L’isolamento internazionale. Il boicottaggio economico decretato dagli arabi riuscì d’altra parte a privare Israele di forniture alimentari a buon mercato e di un potenziale sbocco alle sue esportazioni. Ciò rese inevitabile una crescente dipendenza, non solo economica, dall’occidente: agli Stati uniti, che erano già al primo posto tra i fornitori di aiuti pubblici e privati a fondo perduto, si affiancò negli anni cinquanta e sessanta la Repubblica federale di Germania, che accettò di versare a Israele più di tremila miliardi di lire a titolo di risarcimento per le stragi naziste.
Alla Francia e alla Gran Bretagna lo stato ebraico poteva invece offrire una valida contropartita: la propria alleanza nell’aggressione del 1956 all’Egitto
seconda guerra arabo-israeliana (1956): duramente condannata non soltanto dall’Onu e dall’Urss, ma anche dagli Stati uniti.
Nel 1956, in seguito alla nazionalizzazione da parte di Nasser (che in Egitto aveva abbattuto la monarchia di re Faruk e instaurato la Repubblica) del canale di Suez, strategico per il commercio del petrolio, Israele attaccò l’Egitto nel Sinai ed ebbe l’aiuto degli anglo-francesi. L’Onu condannò l’azione e l’Urss inviò un ultimatum a Francia, Inghilterra, Israele. Quando Nasser chiuse lo stretto di Tira, sul Mar Rosso, bloccando il golfo di Aqaba, vitale per gli approvvigionamenti israeliani, Israele attaccò l’Egitto (1967: guerra dei sei giorni). La Giordania entrava in guerra e Israele attaccava la Siria.
Territori occupati: Israele conquistò agli egiziani il Sinai; Gerusalemme e la Cisgiordania ai giordani; ai siriani le aperture del Golan. Lo stesso 10 giugno, la mediazione internazionale metteva fine alla guerra.
I rapporti con gli Usa, divenuti sempre più stretti, consentirono non soltanto la sopravvivenza economica dello stato israeliano, ma anche il suo ingresso nella cerchia dei paesi dotati di armamento nucleare; sul piano politico, il governo di Washington usò ripetutamente il diritto di veto per bloccare risoluzioni del Consiglio di sicurezza dell’Onu (contro l’annessione strisciante dei Territori occupati, le rappresaglie nei confronti dei guerriglieri palestinesi, le incursioni militari in Libano e la repressione dell’intifada (rivolta popolare in Palestina).

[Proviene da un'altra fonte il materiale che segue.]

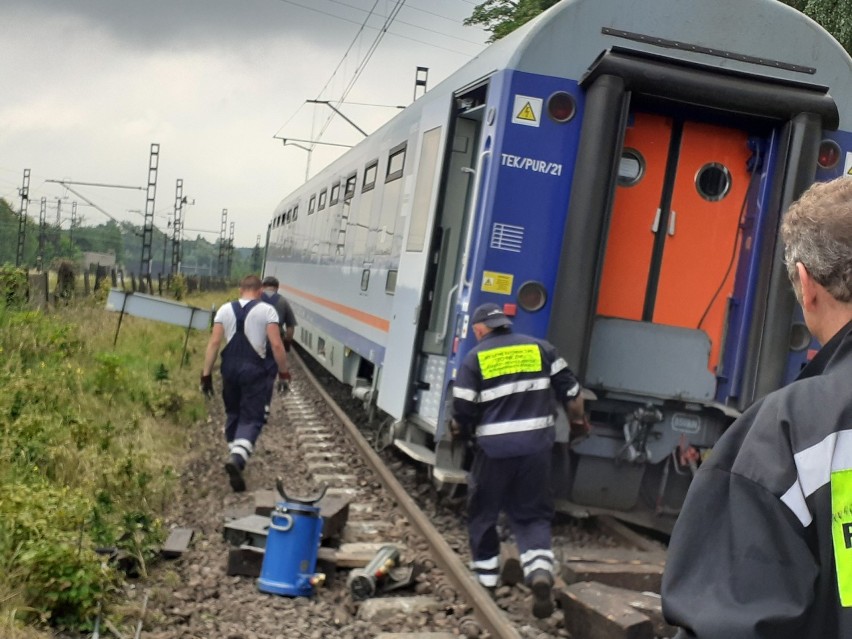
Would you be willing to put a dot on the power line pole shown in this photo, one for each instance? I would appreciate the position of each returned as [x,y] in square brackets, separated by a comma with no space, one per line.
[73,224]
[421,77]
[230,249]
[220,265]
[176,226]
[255,256]
[165,245]
[22,223]
[57,237]
[148,228]
[42,224]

Al Fatah: Organizzazione palestinese fondata da Arafat nel 1965 nel Kuwait e poi divenuta la principale delle varie forze politiche aderenti all’Olp, il cui nome ufficiale è Haraka at-tahrir al-filastini (Movimento di liberazione palestinese), di cui l’acronimo, letto all’inverso al modo arabo, è radice della parola araba che significa vittoria.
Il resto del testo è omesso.